The prediction agrees with independent forecasts issued by universities and agencies. All other forecasts but one predicted an above-average number of storms this year.

Full article here.

  1. […] Active Hurricane Season Expected in the Atlantic Ocean  […]

  2. Saighdear says:

    Really? Named storms, oh aye, ‘Och aye , the noo …. for an hour or so far out to sea ( too far to see ) So what’s the deal? race to see who can forecast some nonsense. Should have been here in inner M Firth TODAY. THrashed and trashed trees again. Transplanted “plants, of course” being blown out of the soil. Just waiting for more snow by the 10th June, nothing changed. THat echo in the Glen again – and if it’s not the Cuckoo …..

  3. oldbrew says:

    NOAA’s ENSO blog mentions wind shear:

    Another reason to care about the ENSO forecast is La Niña’s influence on the Atlantic hurricane season. La Niña conditions decrease the vertical wind shear—the difference between near-surface and upper-level winds—over the tropical Atlantic. Shear makes it harder for hurricanes to develop, so La Niña’s reduced shear can contribute to a more active hurricane season.
    – – –
    Of course, the forecasters will know that.

  4. Gamecock says:

    ‘Second, ocean waters in the Atlantic and the Caribbean Sea are warmer than average, fueling storms.’

    Bullshit.
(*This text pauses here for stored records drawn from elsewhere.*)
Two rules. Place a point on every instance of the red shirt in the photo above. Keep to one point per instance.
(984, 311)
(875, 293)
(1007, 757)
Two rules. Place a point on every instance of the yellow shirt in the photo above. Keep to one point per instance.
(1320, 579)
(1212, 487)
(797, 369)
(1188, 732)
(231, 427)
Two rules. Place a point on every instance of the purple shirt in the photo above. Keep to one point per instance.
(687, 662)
Ocean temperatures are NOT a limiting factor.

    ‘A study from European scientists published this year suggests that the active 2021 Atlantic hurricane season was made twice as likely by warming ocean waters.’
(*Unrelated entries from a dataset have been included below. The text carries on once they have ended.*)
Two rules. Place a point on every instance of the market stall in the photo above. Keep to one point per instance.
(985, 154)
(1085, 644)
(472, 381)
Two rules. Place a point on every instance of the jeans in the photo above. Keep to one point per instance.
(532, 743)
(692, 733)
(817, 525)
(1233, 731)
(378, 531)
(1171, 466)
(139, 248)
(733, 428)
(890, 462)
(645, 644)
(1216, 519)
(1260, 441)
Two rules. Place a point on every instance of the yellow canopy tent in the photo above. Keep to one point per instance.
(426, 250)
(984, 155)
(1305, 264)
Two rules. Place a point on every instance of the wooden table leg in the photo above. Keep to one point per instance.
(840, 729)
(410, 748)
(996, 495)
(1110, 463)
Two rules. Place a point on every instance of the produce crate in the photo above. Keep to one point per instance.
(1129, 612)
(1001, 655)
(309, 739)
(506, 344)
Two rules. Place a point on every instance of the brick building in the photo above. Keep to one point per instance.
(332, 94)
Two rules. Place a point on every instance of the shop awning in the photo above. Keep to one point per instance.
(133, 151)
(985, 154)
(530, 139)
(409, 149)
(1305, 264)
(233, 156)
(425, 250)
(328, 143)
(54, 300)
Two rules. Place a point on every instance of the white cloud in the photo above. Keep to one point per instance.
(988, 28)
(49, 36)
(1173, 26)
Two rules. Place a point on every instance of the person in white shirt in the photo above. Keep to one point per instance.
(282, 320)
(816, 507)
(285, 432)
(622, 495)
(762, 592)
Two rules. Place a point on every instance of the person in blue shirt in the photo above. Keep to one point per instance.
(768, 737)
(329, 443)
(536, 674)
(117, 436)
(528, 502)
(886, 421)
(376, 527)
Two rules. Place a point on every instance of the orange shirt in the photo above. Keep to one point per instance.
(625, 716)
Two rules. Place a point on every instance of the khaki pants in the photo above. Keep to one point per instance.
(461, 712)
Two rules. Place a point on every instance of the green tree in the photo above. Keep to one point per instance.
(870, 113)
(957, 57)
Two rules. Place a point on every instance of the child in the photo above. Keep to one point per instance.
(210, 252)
    La Niña conditions means we are likely to get more storms. Fine. We know that. The rest is junk science.

  5. Phoenix44 says:

    Gamecock, “made twice as likely by warming ocean waters” is complete gibberish. They cannot possibly know that nor measure it. If I have a normal dice, my chances of throwing a six are 1/6. Now I say I might have loaded it to make the chance 1/3. You throw a six. Have I loaded the dice? You cannot know. The 2021 Hurricane season was possible without climate change – that’s implicit in their claim. Perhaps it had a low probability without climate change. But so what? Low probability events happen. Them happening doesn’t mean their probability has increased. It’s absolute nonsense.

  6. oldbrew says:

    Rare ‘Triple-Dip’ La Niña Increasingly Possible – What That Could Mean for Hurricane Season and Ongoing Drought
    May 13, 2022

    Right now, it’s unusually cool by spring standards.

    As of May 4, the central and eastern equatorial Pacific Ocean water was 1.2 degrees Celsius cooler than average, the coolest in May in 22 years, according to tropical scientist Dr. Phil Klotzbach.
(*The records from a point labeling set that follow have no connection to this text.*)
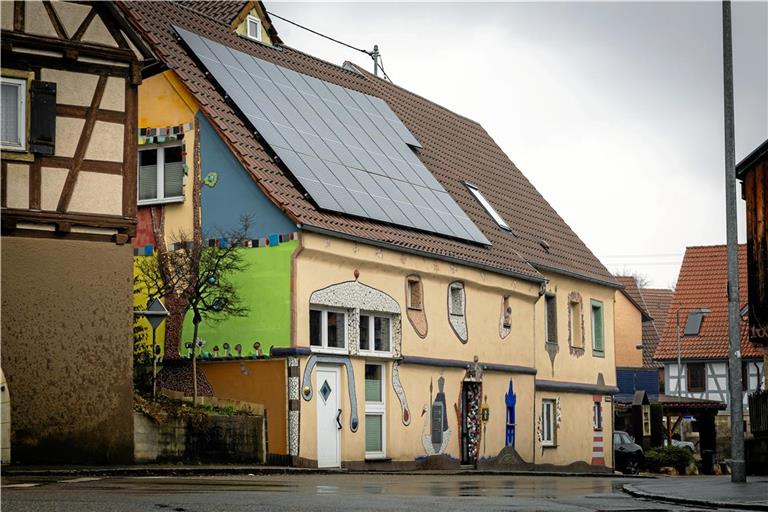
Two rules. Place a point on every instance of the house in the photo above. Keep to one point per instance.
(694, 346)
(70, 77)
(414, 299)
(753, 173)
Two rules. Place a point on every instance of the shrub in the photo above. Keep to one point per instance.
(672, 456)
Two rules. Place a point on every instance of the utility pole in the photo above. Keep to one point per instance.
(738, 466)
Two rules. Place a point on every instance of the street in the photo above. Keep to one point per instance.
(321, 492)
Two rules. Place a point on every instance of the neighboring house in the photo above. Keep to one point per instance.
(406, 279)
(70, 74)
(701, 303)
(630, 318)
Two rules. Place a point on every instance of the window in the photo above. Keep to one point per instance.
(551, 320)
(14, 101)
(327, 329)
(456, 299)
(414, 295)
(696, 377)
(375, 333)
(597, 415)
(253, 28)
(577, 338)
(488, 208)
(548, 423)
(374, 412)
(161, 175)
(598, 333)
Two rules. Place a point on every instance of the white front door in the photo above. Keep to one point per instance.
(329, 416)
    And April’s anomaly – 1.1 degrees cooler than average – tied a record cool anomaly with 1950, according to NOAA.
    – – –
    No warming ocean waters there.

  7. oldbrew says:

    Biden’s handlers up the ante on hurricane season
    By Joe Bastardi | June 1st, 2022

    JB trashes the climate alarmist politicians again.

  8. oldbrew says:

    One came in from the other direction…

    Hurricane Agatha hits Mexico’s Oaxaca state with 105mph winds
    31 May 2022

    A 105mph hurricane has become the strongest to ever make landfall in May in the eastern Pacific.

    Hurricane Agatha came ashore in southern Mexico’s Oaxaca state on Monday afternoon, bringing torrential rain, stormy seas and forcing people into shelters.

    It hit a sparsely populated area of beach towns and fishing villages.
    [see link for map]

  9. oldbrew says:

    Hurricane category isn’t the full picture. Scientists suggest it’s time for a new scale
    JUNE 2, 2022

    Scientists have long argued that the familiar Category 1 to 5 system that hurricane watchers are familiar with doesn’t do a good enough job explaining the risk of a storm. And they’ve proposed all kinds of new ways to categorize them.

    “If Katrina is a 3 on a 1-to-5 scale, then that scale is broken. We need to do something else,” said Phil Klotzbach, a Colorado State University meteorologist.